へぇ~、と声を上げるシェニミア説明を聞いてる時も一回も目線を逸らさずにその石を見つめるシェニミア。それを見たライトはある提案をした。

「折角だ、これも買っていこう。おーい!おっちゃん、これいくらだ?」

シェニミアが何か言う前に店主へと聞くライト。店主はどうやらこの石の事はあまりよく知らないらしく、大した値段でもなく買う事が出来た。

「サークスを出たらさっそく解放してやるといい、解放には大量の魔力が必要だが、シェニミアなら問題ないだろ。」

ライトはそう言って、店主に注文した物を取りにいった。ライトが注文したのは10本程の剣だった。どうやら長旅になる事を覚悟して、壊れた時のために剣を買い溜めするという荒業に出たらしい。その剣をどうやったかわからないが魔法で空間に穴を開けそこにポイっと放り投げた。

 シェニミアは何が起きてるかまったく理解できず、ぽかーん、としていた。

「ああ、驚かせたか、これは空間魔法っていって空間に自分専用の倉庫のような物が出来るんだ。ちっさくして持ってく手もあるんだけど面倒だからそのまま倉庫に入れた。そのうちシェニミアにも教えてやるよ。」

まったく何を言ってるのか理解できなかったシェニミアだが、そのうち教えてくれるということでさほど追及しなかった。
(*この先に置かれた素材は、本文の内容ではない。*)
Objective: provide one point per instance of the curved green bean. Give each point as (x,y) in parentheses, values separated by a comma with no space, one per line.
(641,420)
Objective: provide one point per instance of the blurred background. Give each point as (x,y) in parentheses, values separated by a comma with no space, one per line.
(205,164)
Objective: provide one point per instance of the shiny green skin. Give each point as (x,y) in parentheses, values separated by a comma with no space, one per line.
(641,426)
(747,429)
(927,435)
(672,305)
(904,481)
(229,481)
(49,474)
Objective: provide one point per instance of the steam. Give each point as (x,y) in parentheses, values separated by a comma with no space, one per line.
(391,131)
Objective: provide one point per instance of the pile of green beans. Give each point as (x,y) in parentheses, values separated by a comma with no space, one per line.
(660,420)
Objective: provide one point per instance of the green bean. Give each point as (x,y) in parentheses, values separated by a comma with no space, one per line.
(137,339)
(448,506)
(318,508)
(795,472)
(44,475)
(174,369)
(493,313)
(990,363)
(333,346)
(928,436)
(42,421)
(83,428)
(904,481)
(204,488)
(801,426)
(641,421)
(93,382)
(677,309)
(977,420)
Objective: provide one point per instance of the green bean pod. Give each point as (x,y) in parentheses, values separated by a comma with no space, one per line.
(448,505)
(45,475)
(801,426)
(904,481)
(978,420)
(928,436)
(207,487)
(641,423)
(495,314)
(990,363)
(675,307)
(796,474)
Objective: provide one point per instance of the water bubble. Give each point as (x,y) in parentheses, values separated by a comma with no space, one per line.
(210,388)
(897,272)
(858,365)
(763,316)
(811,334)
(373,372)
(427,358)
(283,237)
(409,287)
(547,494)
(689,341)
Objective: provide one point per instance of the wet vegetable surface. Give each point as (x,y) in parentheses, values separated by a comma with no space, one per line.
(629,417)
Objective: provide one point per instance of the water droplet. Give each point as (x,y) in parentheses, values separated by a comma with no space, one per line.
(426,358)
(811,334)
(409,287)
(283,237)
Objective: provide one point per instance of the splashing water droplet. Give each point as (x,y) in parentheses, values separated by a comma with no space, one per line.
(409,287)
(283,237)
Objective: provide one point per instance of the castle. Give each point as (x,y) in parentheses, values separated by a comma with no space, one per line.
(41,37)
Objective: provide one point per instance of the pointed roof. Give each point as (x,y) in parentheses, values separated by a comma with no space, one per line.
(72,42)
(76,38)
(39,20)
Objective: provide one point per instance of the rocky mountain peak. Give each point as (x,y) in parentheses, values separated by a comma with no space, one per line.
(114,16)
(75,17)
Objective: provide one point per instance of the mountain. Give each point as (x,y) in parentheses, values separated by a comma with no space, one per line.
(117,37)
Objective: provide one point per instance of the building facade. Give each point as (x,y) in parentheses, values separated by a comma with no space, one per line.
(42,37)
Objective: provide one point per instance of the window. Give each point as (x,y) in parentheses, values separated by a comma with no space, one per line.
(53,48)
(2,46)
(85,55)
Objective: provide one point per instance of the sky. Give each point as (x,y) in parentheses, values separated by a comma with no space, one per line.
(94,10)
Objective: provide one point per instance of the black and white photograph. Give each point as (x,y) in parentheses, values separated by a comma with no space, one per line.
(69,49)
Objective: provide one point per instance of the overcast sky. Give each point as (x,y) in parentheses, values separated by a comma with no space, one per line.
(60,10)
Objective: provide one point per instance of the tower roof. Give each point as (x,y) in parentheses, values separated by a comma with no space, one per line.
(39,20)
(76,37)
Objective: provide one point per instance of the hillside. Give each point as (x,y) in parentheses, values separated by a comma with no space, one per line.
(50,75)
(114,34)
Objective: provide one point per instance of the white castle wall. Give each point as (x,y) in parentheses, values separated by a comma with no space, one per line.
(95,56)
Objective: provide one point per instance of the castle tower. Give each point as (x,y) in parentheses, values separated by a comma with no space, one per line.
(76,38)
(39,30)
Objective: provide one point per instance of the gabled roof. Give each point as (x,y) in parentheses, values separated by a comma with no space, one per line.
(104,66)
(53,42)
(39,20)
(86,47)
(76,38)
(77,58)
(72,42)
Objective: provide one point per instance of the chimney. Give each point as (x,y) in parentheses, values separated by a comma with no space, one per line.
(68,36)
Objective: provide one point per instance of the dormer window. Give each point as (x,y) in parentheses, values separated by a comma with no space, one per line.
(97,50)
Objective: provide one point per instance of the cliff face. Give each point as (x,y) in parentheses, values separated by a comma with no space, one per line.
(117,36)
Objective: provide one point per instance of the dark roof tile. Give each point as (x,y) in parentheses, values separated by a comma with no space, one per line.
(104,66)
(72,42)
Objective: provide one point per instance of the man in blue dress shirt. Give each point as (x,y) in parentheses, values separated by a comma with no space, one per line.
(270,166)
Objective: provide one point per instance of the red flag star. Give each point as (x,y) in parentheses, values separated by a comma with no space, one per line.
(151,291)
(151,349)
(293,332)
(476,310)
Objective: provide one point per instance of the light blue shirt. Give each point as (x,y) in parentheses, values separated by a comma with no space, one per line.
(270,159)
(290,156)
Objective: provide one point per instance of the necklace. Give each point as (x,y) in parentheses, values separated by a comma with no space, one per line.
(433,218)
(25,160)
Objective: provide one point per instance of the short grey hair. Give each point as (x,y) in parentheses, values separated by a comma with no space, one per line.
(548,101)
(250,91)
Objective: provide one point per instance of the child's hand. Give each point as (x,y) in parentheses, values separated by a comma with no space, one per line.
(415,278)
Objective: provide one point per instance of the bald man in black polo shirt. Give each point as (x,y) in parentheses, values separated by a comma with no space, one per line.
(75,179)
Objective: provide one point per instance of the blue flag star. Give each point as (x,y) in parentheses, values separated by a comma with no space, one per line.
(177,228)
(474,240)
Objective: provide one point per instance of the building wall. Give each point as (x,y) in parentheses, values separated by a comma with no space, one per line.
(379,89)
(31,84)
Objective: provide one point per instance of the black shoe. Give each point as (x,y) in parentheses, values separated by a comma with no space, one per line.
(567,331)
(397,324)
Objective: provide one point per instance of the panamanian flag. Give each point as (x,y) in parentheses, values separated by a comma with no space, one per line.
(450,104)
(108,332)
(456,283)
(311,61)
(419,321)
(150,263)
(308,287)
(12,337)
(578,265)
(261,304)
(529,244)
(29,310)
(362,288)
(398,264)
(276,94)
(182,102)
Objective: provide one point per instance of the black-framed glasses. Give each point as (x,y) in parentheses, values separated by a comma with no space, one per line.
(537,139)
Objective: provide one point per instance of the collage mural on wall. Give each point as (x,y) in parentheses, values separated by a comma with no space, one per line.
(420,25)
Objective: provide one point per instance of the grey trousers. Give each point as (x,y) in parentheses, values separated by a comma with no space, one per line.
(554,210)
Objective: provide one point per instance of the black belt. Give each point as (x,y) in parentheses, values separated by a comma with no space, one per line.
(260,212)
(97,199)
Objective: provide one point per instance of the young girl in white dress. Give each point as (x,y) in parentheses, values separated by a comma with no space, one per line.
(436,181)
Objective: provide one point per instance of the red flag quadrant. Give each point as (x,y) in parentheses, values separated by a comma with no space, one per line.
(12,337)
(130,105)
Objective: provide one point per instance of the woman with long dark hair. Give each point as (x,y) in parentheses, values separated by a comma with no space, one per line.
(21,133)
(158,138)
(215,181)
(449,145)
 それより封印石に目が行ってしまうそうで、封印石をじっと見つめていた。


「さてと後は特にないしそろそろ行くか。」

用は全て終わり、さっそく門へと進むライトとシェニミア。

「そういえばシェニミアのランクはどのくらいなんだ、たしか俺が推薦したからある程度良い所に入るはずなんだけど。」

「えっと、私のランクは~?47390?」

それを聞いたライトは驚きの声を上げた。

「47390!?あのくそじじいまさか手回しやがったな、俺の時はきっちり最下位から登録したくせに・・・」

などと愚痴を呟くライト、シェニミアはいまいち実感がないのか首を傾げていた。

「あの、そんなにすごいんですか?」

「ん?ああそうだな、傭兵の総人口は約1000000人でその中の47390位ってのは結構すごい方だぞ。」

「1000000!?そんなに傭兵っていたんですか!?」

シェニミアは桁の数に驚いていた。

「あ~でも全員がサークスに居るとはかぎらないからな、傭兵なんかそこらにどこでも居るし。」

あわわわ、とあまりの数に怯えてしまったシェニミアであった。